Unfortunately I fail between step 2 and 3. This is because, even if I issue the deletion command for the specified job and check that there is no job with the same id in the Azure Batch Account, I get a BatchErrorException like the following when I try to create the job again:

Exception encountered:
The specified job has been marked for deletion and is being garbage collected.

The code I use to delete the job is the following:

def deleteJob(self, jobId):

    print("Delete job [{}]".format(jobId))

    self.__batchClient.job.delete(jobId)

    # Wait until the job is deleted
    # 10 minutes timeout for the operation to succeed
    timeout = datetime.timedelta(minutes=10)
    timeout_expiration = datetime.datetime.now() + timeout 
    while True:

        try:
            # As long as we can retrieve data related to the job, it means it is still deleting
            self.__batchClient.job.get(jobId)
        except batchmodels.BatchErrorException:
            print("Job {jobId} deleted correctly.".format(
                jobId = jobId
                ))
            break

        time.sleep(2)

        if datetime.datetime.now() > timeout_expiration:
            raise RuntimeError("ERROR: couldn't delete job [{jobId}] within timeout period of {timeout}.".format(
                jobId = jobId
                , timeout = timeout
                ))

I tried to check the Azure SDK, but couldn't find a method that would tell me exactly when a job was completely deleted.

2

2 Answers

0
votes

Querying for existence of the job is the only way to determine if a job has been deleted from the system.

Alternatively, you can issue a delete job and then create a job with a different id, if you do not strictly need to reuse the same job id again. This will allow the job to delete asynchronously from your critical path.

0
votes

According to the exception log information you provide, I think it occurred because the delete job could consume a certain amount of time and you could't create the same id of the job during this time.

I suggest that you could add the check in step 3 to create the job, ensuring that the job with the same id has not been found in the account before you create it .

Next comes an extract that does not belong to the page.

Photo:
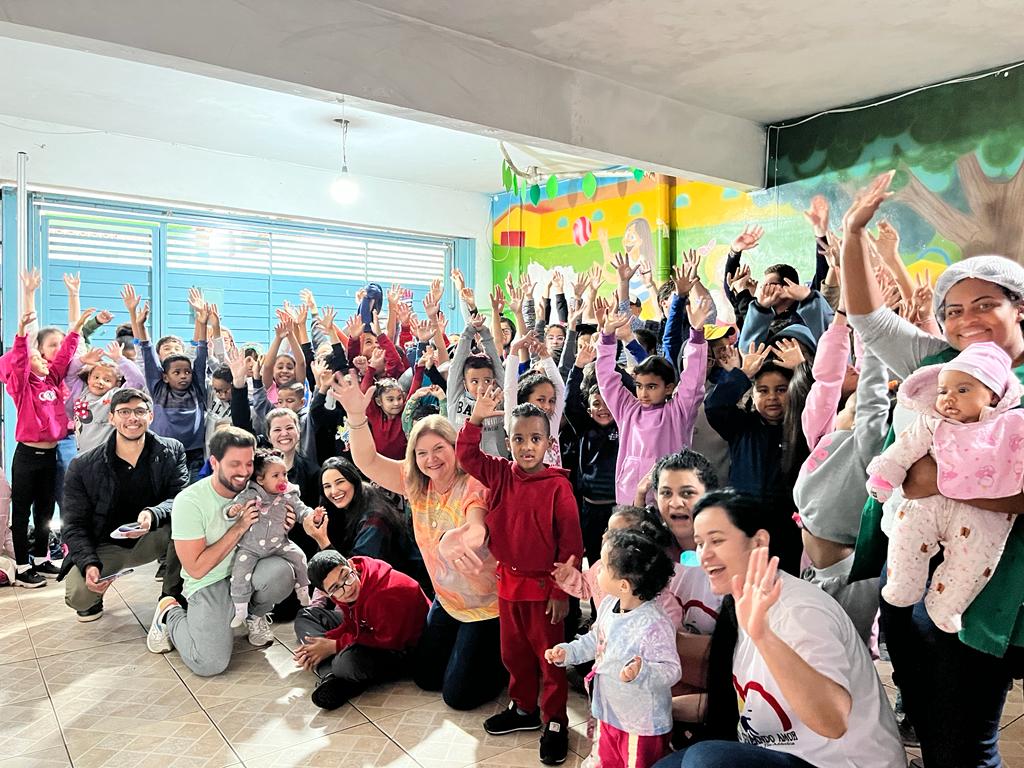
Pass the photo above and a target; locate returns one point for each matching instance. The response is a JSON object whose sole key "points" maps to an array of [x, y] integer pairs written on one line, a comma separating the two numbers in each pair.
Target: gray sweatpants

You could refer to snippet of the code as below to create job since you did not provide your code of creating job:

import azure.batch.batch_service_client as batch
import azure.batch.batch_auth as batchauth
import azure.batch.models as batchmodels

credentials = batchauth.SharedKeyCredentials(ACCOUNT_NAME,
                                             ACCOUNT_KEY)

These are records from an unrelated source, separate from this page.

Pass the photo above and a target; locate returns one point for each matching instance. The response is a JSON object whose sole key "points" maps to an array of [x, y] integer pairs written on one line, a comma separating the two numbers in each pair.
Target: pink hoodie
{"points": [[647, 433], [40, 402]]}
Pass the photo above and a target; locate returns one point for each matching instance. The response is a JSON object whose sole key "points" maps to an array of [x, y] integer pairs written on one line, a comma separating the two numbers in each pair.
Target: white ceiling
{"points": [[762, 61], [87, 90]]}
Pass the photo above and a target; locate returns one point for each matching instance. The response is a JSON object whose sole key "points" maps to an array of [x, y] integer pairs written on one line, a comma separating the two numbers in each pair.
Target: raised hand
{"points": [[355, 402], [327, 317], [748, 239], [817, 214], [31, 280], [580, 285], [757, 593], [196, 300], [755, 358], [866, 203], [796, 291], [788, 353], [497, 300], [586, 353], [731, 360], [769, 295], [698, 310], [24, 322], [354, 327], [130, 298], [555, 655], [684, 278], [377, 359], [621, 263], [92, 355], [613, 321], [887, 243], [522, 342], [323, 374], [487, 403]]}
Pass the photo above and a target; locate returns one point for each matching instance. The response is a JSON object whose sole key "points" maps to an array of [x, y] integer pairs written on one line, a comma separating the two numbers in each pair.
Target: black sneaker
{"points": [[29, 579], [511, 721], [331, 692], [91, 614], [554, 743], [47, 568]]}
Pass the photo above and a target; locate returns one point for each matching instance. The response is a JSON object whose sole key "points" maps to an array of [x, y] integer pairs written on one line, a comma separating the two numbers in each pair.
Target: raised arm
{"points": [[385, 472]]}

batch_client = batch.BatchServiceClient(
    credentials,
    base_url=ACCOUNT_URL)


def createJob(jobId):

    while (batch_client.job.get(jobId)):
        print 'job still exists,can not be created'
    else:
        # Create Job
        job = batchmodels.JobAddParameter(
            jobId,
            batchmodels.PoolInformation(pool_id='mypool')
        )
        batch_client.job.add(job)
        print 'create success'

Hope it helps you.